Salta: el 2021 arrancó con un femicidio

La víctima era una trabajadora social precarizada. El Estado es responsable.

Graciela Flores junto a su asesino

A minutos de la medianoche se conoció la noticia de que una mujer fue apuñalada por su expareja, que intentó quitarse la vida prendiéndose fuego. A la mañana se confirmó el fallecimiento de Graciela Flores de 44 años, quien no sobrevivió a las múltiples heridas de arma blanca en su cuerpo.

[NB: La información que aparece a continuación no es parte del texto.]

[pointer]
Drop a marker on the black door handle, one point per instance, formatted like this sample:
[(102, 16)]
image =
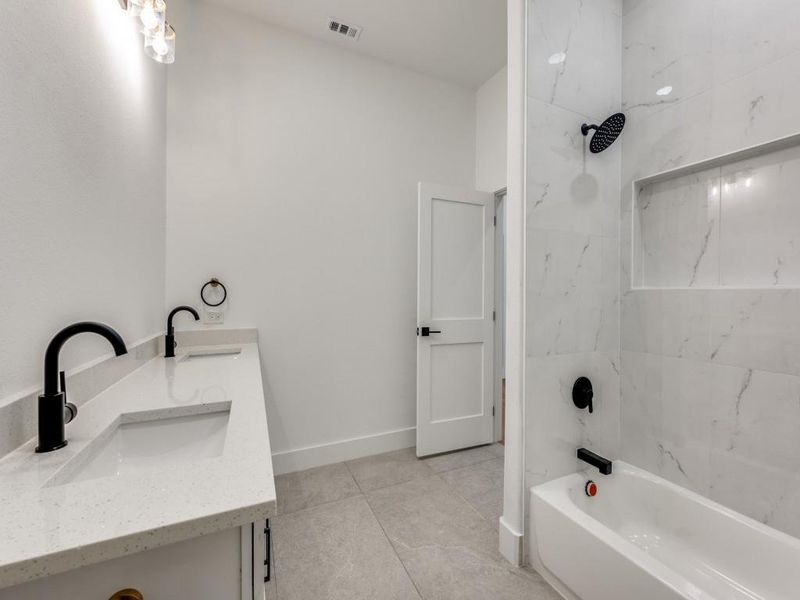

Graciela, madre de 4 hijos, trabajaba en un hogar de menores dependiente de Desarrollo Social de la provincia, la institución está situada frente a la subcomisaría de barrio Castañares. El violento interceptó a Graciela cuando llegaba a su lugar de trabajo a cumplir con la guardia. Hasta el momento no se conoce si la víctima tenía denuncias previas realizadas contra su expareja, lo que sí se conoció es que ATE comunicó que la mujer era una trabajadora precarizada y que no contaba con obra social, ni seguro de vida, ni servicio de sepelio.

En este caso la trabajadora estaba siendo violentada también por el Estado, al tener tareas laborales en un hogar en donde hay niños y adolescentes judicializados, sin ningún tipo de derecho laboral. De ese hogar, hace unos años, se escapó una niña de 12 años y se suicidó arrojándose desde lo alto de un tanque de agua, en inmediaciones del mismo.

Ser operador en horas guardia en un hogar de menores es un trabajo que requiere mucha dedicación y responsabilidades. Es absolutamente repudiable que sus trabajadoras estén precarizadas, que ni tengan seguro de sepelio, desde ya, seguramente tampoco tenían ART.

Desde que se crearon los hogares o “dispositivos proteccionales”, acarrean toda clase de irregularidades: fugas de hogar, niños que se suicidan y reiteradas denuncias por trabajo precario. De hecho, esos hogares fueron creados para cumplir con lo que establecen las leyes de protección a niños y adolescentes en cuanto a la contención del Estado a nivel ejecutivo. Los hogares pasaron de la órbita de un ministerio a otro, sin regularizar la situación de sus trabajadores. La excusa de siempre es que ya no existe el ministerio original y la situación laboral de la persona empezaba de cero.

Finalmente, un brutal femicidio, destapa las múltiples violencias que sufre la mujer trabajadora. Mataron a una mujer que le dedicaba mucho esfuerzo a su trabajo para poder sostener a sus cuatro hijos, que hoy quedaron solos porque el mismo Estado que la tenía precarizada no la protegió para que siga con vida.

Basta de trabajo precario y de “carrera del precarizado”, pase a planta permanente de todes.

Por un consejo autónomo de la mujer para terminar con las múltiples violencias que sufren las trabajadoras.

Ni una menos, el Estado es responsable.